Dalam peninjauan tersebut, Murdi didampingi Kepala Bidang Pengawasan Perizinan DPMPTSP, Bambang Kurniawan. Dari hasil pengecekan di lokasi, bangunan yang berdiri di atas lahan tersebut diketahui sudah berbentuk semi permanen.

Murdi menyampaikan bahwa pihaknya akan menindaklanjuti persoalan tersebut dengan melayangkan surat kepada pihak yang menguasai bangunan.

“Nanti akan kita surati yang bersangkutan. Untuk persoalan izin Persetujuan Bangunan Gedung (PBG), akan kita cek lebih lanjut oleh tim,” ujar Murdi saat berada di lokasi.

Sementara itu, Kabid Pengawasan Perizinan DPMPTSP Bambang Kurniawan menegaskan bahwa pihaknya menduga bangunan tersebut tidak memiliki izin yang sah.
Ia menyebutkan bahwa pada Senin (9/3/2026)

Pihaknya berencana mengirimkan surat resmi kepada pihak terkait guna meminta klarifikasi mengenai perizinan bangunan tersebut.

“Dari informasi yang kami ketahui, bangunan itu diduga tidak memiliki izin. Bahkan untuk bangunan hotel yang ada di lokasi tersebut juga tidak terdaftar izinnya,” ujar Bambang.

Ia juga mengungkapkan bahwa sebelumnya pihak yang bersangkutan pernah datang ke kantor DPMPTSP untuk mengurus perizinan, namun proses tersebut tidak berjalan sebagaimana mestinya.

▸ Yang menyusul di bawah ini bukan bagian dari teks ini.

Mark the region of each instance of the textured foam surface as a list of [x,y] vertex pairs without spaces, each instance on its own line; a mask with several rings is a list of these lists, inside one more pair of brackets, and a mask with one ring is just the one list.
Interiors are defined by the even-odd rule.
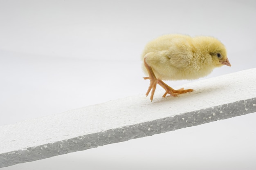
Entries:
[[256,68],[184,85],[195,90],[153,102],[126,97],[0,126],[0,167],[256,112]]

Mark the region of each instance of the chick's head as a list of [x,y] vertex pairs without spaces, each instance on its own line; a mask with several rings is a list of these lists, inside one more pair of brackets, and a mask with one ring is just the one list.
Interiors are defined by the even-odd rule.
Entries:
[[214,67],[224,65],[231,66],[227,56],[226,48],[218,40],[212,37],[206,37],[204,42],[204,49],[208,49],[207,53],[211,57],[212,64]]

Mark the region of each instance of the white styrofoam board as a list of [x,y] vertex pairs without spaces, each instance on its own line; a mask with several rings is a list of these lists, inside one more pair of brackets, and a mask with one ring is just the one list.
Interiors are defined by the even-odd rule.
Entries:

Sebelumnya, Asisten II Sekretariat Daerah Kabupaten Batu Bara, H. Rusian Heri, juga telah menegaskan bahwa pembangunan di lokasi tersebut tidak boleh dilanjutkan sebelum seluruh persyaratan administrasi dan perizinan dipenuhi.

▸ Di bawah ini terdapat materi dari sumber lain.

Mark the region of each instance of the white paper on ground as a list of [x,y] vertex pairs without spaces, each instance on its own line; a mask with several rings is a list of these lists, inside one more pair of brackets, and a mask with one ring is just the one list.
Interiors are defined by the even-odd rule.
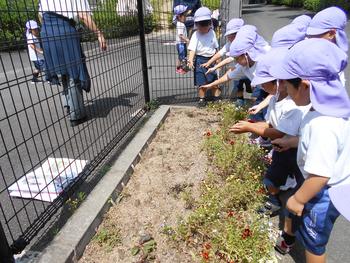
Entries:
[[328,193],[335,208],[350,221],[350,184],[332,186]]
[[87,164],[86,160],[48,158],[39,168],[12,184],[10,196],[52,202]]

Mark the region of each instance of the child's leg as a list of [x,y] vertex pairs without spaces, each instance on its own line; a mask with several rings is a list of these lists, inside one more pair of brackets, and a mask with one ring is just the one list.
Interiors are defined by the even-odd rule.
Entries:
[[326,253],[323,255],[315,255],[305,250],[305,257],[307,263],[326,263]]

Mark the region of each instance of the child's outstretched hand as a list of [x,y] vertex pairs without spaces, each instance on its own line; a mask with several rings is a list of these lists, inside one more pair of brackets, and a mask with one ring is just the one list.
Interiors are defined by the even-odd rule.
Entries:
[[201,64],[202,68],[209,68],[210,64],[208,62]]
[[214,67],[209,68],[209,69],[207,70],[207,72],[205,72],[205,75],[208,75],[209,73],[212,73],[212,72],[214,72],[214,71],[215,71],[215,68],[214,68]]
[[193,61],[188,60],[187,61],[187,66],[189,67],[190,70],[193,70],[194,69]]
[[303,214],[304,204],[296,200],[294,195],[289,197],[286,207],[291,213],[297,216],[302,216]]
[[240,133],[245,133],[245,132],[249,132],[249,126],[250,126],[250,122],[248,121],[239,121],[237,122],[235,125],[233,125],[229,131],[236,133],[236,134],[240,134]]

Menurutnya, pemerintah daerah telah menyerahkan penanganan persoalan tersebut kepada pihak kecamatan dan kelurahan untuk ditindaklanjuti, khususnya terkait pengelolaan yang berkaitan dengan UMKM.

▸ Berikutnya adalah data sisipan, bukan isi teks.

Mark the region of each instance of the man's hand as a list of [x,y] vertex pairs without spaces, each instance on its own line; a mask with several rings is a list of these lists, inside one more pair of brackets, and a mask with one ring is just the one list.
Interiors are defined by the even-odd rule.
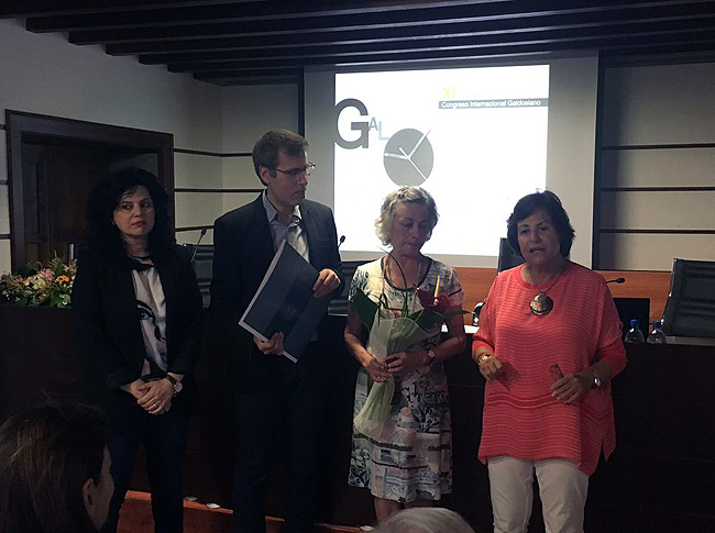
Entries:
[[146,385],[146,393],[136,399],[150,414],[164,414],[170,409],[174,387],[168,379],[156,379]]
[[131,384],[122,385],[121,389],[139,400],[148,391],[148,384],[145,384],[141,379],[135,379]]
[[262,341],[257,336],[253,336],[253,342],[258,349],[265,355],[280,355],[283,354],[283,333],[276,332],[267,341]]
[[330,268],[323,268],[318,273],[318,279],[312,286],[312,297],[322,298],[340,287],[340,278]]
[[396,354],[391,354],[385,359],[387,365],[387,370],[389,374],[404,376],[410,371],[426,366],[429,363],[429,357],[425,351],[419,352],[398,352]]
[[377,381],[378,384],[383,382],[385,379],[391,377],[389,371],[387,370],[387,367],[375,359],[372,355],[370,356],[370,359],[363,364],[363,367],[370,375],[373,381]]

“Pada prinsipnya pembangunan tidak boleh dilanjutkan sebelum seluruh persyaratan dipenuhi,” tegas Rusian Heri.

Di sisi lain, Ketua Ikatan Wartawan Online (IWO) Kabupaten Batu Bara, Darmansyah atau yang akrab disapa Darman, menyoroti perubahan nama Koperasi Unit Desa (KUD) Maju Bersama yang berada di Lingkungan V, Kelurahan Lima Puluh Kota, menjadi Koperasi Berjuang Bersama Bahagia.

Menurutnya, perubahan nama tersebut dikhawatirkan menjadi upaya pengalihan aset milik negara yang sebelumnya merupakan aset peninggalan Kementerian Koperasi.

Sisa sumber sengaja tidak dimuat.